The soldier, conscious now that he had a new enemy behind him, was trying to get away from Ian and reach for his sword. The Doctor walked over a few paces and stepped on the sword firmly. Vicki ran up with a small stone and handed it to the Doctor, who weighed it in his hand reflectively.

‘Well, don’t just stand there,’ panted Ian.

‘Oh, very well. Hold him still, then.’

Ian rolled so that the soldier lay on top of him and the Doctor stepped nearer and brought the stone down on top of his head sharply. The soldier groaned and rolled away. Ian picked himself up, and Vicki helped him to brush the dirt and
leaves from his clothes.

‘Thanks very much,’ he said, sarcastically. The Doctor suddenly pitched the stone away from him and hurried his two friends into the cover of the ring of bushes as he heard the sound of approaching men.

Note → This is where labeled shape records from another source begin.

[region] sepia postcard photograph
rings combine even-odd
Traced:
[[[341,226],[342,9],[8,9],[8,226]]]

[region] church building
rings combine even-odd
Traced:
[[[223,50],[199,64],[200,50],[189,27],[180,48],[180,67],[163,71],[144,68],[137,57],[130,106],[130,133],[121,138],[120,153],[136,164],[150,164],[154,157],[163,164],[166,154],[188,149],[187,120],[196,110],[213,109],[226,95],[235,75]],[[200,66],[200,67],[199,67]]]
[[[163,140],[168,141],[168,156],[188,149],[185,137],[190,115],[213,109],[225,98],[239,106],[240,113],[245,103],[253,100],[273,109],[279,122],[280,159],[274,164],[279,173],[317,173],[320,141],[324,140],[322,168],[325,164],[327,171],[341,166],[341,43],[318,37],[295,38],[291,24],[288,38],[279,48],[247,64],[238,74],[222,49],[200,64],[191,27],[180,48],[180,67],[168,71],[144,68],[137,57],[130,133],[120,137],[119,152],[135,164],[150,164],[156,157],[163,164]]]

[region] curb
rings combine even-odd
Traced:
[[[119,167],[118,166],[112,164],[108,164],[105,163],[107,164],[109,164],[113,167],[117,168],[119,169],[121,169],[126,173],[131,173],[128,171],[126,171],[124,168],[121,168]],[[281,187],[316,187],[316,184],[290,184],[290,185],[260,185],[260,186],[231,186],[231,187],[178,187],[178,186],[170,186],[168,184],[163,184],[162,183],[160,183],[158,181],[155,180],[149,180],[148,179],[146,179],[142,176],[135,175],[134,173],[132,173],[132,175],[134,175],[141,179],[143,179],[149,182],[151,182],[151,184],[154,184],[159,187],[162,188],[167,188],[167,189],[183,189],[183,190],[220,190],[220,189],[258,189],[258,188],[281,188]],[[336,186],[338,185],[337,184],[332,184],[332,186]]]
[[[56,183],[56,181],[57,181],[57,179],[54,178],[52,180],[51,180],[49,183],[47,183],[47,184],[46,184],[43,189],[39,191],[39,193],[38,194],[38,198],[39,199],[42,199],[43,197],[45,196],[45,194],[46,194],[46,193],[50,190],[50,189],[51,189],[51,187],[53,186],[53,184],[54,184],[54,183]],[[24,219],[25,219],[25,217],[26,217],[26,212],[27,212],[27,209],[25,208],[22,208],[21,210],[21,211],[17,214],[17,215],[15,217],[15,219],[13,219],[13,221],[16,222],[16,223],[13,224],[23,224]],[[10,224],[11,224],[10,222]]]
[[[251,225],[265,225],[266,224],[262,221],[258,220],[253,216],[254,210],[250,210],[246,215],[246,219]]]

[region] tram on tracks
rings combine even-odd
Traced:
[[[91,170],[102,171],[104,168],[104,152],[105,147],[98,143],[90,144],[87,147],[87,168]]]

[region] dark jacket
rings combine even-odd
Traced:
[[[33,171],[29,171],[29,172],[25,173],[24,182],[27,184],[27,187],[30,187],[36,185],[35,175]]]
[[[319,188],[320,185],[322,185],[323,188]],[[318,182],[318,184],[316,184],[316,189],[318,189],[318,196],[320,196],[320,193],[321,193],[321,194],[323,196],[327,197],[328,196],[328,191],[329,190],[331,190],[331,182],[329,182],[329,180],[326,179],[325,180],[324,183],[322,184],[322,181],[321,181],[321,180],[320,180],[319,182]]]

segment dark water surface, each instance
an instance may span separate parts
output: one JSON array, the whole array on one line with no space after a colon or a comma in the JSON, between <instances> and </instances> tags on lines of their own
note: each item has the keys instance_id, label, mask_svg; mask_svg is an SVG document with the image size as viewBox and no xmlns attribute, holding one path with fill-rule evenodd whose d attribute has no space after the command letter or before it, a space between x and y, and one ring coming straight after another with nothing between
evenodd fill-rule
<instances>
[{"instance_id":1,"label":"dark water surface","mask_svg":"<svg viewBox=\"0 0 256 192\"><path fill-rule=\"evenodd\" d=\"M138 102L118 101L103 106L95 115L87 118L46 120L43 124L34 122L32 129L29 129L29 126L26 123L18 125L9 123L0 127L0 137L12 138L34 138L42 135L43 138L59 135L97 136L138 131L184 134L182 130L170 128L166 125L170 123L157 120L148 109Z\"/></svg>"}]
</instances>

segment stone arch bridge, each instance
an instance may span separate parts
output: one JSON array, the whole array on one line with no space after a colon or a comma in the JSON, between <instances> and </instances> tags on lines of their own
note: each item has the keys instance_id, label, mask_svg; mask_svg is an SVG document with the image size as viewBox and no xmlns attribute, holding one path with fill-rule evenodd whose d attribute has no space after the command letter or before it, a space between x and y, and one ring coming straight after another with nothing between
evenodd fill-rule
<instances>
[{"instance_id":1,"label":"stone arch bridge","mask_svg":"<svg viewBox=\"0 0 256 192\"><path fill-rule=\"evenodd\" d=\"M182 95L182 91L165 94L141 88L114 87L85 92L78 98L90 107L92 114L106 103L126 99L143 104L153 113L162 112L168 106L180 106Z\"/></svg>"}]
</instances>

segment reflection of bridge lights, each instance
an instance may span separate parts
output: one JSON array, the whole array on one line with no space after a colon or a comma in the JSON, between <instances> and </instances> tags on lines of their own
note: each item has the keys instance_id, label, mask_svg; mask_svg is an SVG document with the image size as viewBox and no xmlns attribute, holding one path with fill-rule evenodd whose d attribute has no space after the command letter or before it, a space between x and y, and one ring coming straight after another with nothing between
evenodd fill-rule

In a second, they watched as four or five men in simple hunting clothes, obviously retreating through the wood, fought a rearguard action against twice as many soldiers with the pointed helmets. One of the men in hunting clothes was badly wounded, a short arrow sticking out of his body at the top of his right shoulder, the blood coursing down his tunic, the red stain showing up clearly in the dappled sunlight. Another of the hunters fell, an arrow through his heart, while the tallest of the huntsmen, different only from his companions by his head of red-gold hair, fought a violent, hand-to-hand battle with three of the pursuing soldiers, running his sword through one and crashing the hilt on top of another’s face. The third, who carried a lance, reversed it suddenly and swung it in an arc. The end of it just struck the top of the red-headed giant’s forehead. With a roar of rage and pain, he fell into some bushes and disappeared from sight.

‘We ought to help them,’ said Ian urgently, but the Doctor held on to Ian’s arm.